Aún con el mareo a cuestas, William insiste en descalabrarnos por la ladera para enseñarme su poza particular en el río. Lo han dejado todo y se han ido a vivir a la montaña. Viste ropa hindú, pelo canoso largo, una risita nerviosa interrumpe su verborrea hasta el paroxismo. Mientras recorremos su parcela, me explica todo lo que van a construir como si ya existiera. Señala una ciénaga y me presenta un bañera de lodos terapéuticos, apunta hacia un claro entre los árboles y me dice que la próxima vez que venga a visitarles, comeremos en esa terraza sobre el río.
Envidio su alucinante felicidad.
Su mujer me invita a que me quede allí. En un par de horas empieza una ceremonia religiosa, bautizos y ritos para Sta. Teresa de los Andes. Al volver sobre mis pasos veo que efectivamente, algo se prepara allí.  Están levantando un altar, han improvisado una tienda de bebidas y helados y el llugar se va llenando de gente y camionetas. Doy un paseo por allí, no hay fotos, me pareció una ofensa. De hecho decido que no pinto nada allí y emprendo camino de regreso.

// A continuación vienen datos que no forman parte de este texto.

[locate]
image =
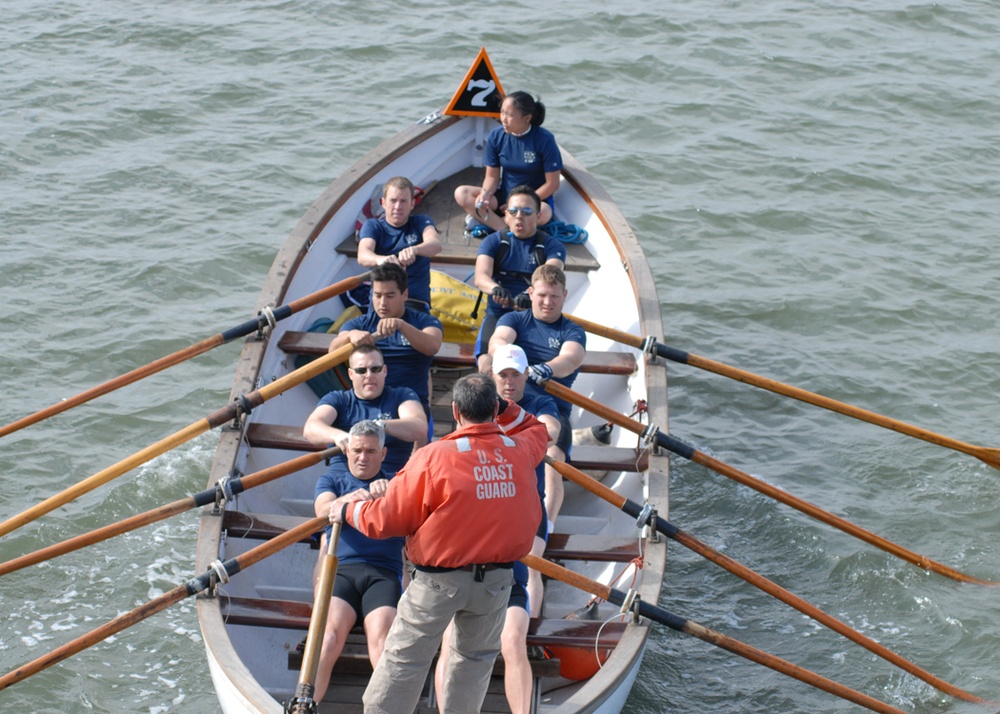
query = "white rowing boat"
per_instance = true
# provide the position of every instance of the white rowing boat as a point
(252, 624)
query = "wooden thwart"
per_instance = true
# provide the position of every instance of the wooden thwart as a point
(542, 632)
(586, 457)
(456, 355)
(561, 546)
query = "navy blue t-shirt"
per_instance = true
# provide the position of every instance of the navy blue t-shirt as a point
(390, 240)
(539, 405)
(541, 341)
(522, 159)
(407, 366)
(352, 546)
(351, 409)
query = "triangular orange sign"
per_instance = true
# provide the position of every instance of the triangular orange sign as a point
(480, 93)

Cuando llego a la curva donde saludé a Eric, allí sigue su furgoneta. Me acerco. Grito su nombre, y aparece por detrás del coche. Hablamos un rato, le pregunto que hace allí. “Espero aquí para subir y bajar a gente por la montaña”. En ese punto del valle hay cobertura y así lo pueden llamar. Eso y que es zona de paso hacia la fiesta de la tarde en El Colorado y la gente que sube a pie le acaba pidiendo transporte para el último tramo.

Tengo unos pesos y el tiempo justo de llegar al último turno del almuerzo. Me llevarías a casa!?. Claro!, al tiro!.